Chen understands both the traditional ideas and the current situation. She has opened accounts on all popular Chinese social media to stay connected and learn what young people are into. Her weibo account has attracted more than 26,000 followers.

"I share a common history and original culture with all the women of China, but because of the unusual circumstances in my life, my parents moving to the USA and my moving to LA, I was able to step aside and develop a different perspective to view China," Chen said. "American women also face these pressures, but they are totally not as deep."

She cited the ubiquitous and highly popular dating reality shows on Chinese television, which show all the women's ages and frequently criticize women over 25 for being too old and impossible to match.

"We think we are so modern now that we live with boyfriends, which once was impossible. But ultimately, it's the same. These shows are just a modern manifestation of ancient tradition," Chen said.

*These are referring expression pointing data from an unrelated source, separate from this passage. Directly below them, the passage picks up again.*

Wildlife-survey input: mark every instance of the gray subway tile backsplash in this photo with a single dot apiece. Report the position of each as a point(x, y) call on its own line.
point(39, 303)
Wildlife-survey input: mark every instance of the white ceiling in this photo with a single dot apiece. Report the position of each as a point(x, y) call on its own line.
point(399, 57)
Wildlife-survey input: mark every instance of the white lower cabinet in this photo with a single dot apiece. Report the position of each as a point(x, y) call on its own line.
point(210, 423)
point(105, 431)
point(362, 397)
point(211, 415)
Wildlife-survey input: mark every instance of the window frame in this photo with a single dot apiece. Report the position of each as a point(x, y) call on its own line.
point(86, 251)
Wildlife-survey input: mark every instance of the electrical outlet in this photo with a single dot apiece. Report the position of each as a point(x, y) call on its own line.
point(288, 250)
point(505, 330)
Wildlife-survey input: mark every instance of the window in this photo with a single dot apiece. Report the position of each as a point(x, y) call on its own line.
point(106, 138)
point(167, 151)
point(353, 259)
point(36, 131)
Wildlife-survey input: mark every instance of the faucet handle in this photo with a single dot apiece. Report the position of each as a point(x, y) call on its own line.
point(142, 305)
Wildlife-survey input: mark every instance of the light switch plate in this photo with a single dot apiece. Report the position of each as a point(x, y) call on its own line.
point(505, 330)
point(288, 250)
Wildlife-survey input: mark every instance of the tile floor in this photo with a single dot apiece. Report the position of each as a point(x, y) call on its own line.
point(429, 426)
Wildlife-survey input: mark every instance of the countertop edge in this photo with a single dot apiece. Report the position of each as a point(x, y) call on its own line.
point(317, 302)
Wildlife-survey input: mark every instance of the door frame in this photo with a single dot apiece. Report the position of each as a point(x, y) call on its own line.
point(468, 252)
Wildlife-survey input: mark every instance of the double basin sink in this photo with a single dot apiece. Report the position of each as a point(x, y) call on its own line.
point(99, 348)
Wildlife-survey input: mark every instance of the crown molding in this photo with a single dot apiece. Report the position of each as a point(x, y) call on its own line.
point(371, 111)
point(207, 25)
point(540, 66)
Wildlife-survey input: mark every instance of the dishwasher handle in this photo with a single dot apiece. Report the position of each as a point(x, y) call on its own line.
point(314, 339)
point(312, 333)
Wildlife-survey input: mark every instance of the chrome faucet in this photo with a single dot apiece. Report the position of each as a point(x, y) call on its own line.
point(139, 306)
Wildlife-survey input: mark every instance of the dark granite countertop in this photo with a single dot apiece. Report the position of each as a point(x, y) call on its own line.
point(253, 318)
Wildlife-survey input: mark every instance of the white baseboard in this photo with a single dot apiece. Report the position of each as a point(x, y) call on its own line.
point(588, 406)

That tradition is encapsulated in the idea of "marrying young and jumping back into your traditional role of wife and mother, lest you become a shengnu (leftover woman), the worst possible thing in the world," she said.

She herself was under pressure to marry early. Even while she was a deputy mayor of Los Angeles, her parents asked what she was doing with her life. But the pressure wasn't unbearable and Chen knows her own mind. She also has a younger brother her parents could focus on.

Chen said that dating was easy at first, got difficult as she got older but then got much better as she was attracting and was attracted to more interesting men. She'd rather stay home and read a book, she said, than go out on a date just to be dating.

"To say that married women are normal and unmarried are abnormal belittles all women. Each of us has dignity because we are people and we are women. It is completely random, unfair and ridiculous to segregate the world into normal married people and abnormal unmarried people."

"'Do Not Marry Before 30' challenges this idea and thousands of years of training that we are used to."

Many divorced Chinese women are miserable and there are many unhappy marriages of couples who wed too young, Chen has observed, saying it's very important to make a good decision and not to be rushed into wedlock with the wrong life partner.

Chen plans to go on tour for the book and visit friends and relatives in Shanghai for about two months. If other opportunities arise as a result of the book, she might stay longer.

The publisher is Citic Press Corp. The book is available in online and offline bookstores around China.

Excerpts from book

Society tells us that since nobody's perfect, we should lower our standards and settle for what we can get. We are to hurry and get married as insurance that we'll never find anyone better. But marriage should be more than just an insurance plan. Nothing could be more depressing, or more insidious to our lives, than a society of loveless marriages and extramarital affairs. And as we lower our standards, we enforce this lovelessness on our children all over again.



Build a life all on your own, and don't dump it anytime you have a new boyfriend. Good men won't appreciate it, and bad men will just manipulate you into giving up more and more.



Finding your soul mate requires that you first commit to loving yourself enough to make choices that make you happy. To measure how well you're doing in loving yourself, simply stop running, and quiet the noise long enough to ask, "Am I really happy?" If you avoid this question, you'll never create a good life for yourself.



In your 20s, have fun, learn and grow. In your 20s, learn to become independent. In your 20s, explore life's possibilities.



Experience everything you want to experience. Your 20s and 30s should be an exciting period of big dreams. Give yourself permission to spend a few years wandering about and figuring out what it is that interests you.



Don't live by anyone else's ideals but your own, and you'll start to relate to men very differently. Anytime you're too worried about someone else's approval, that person will lose respect for you.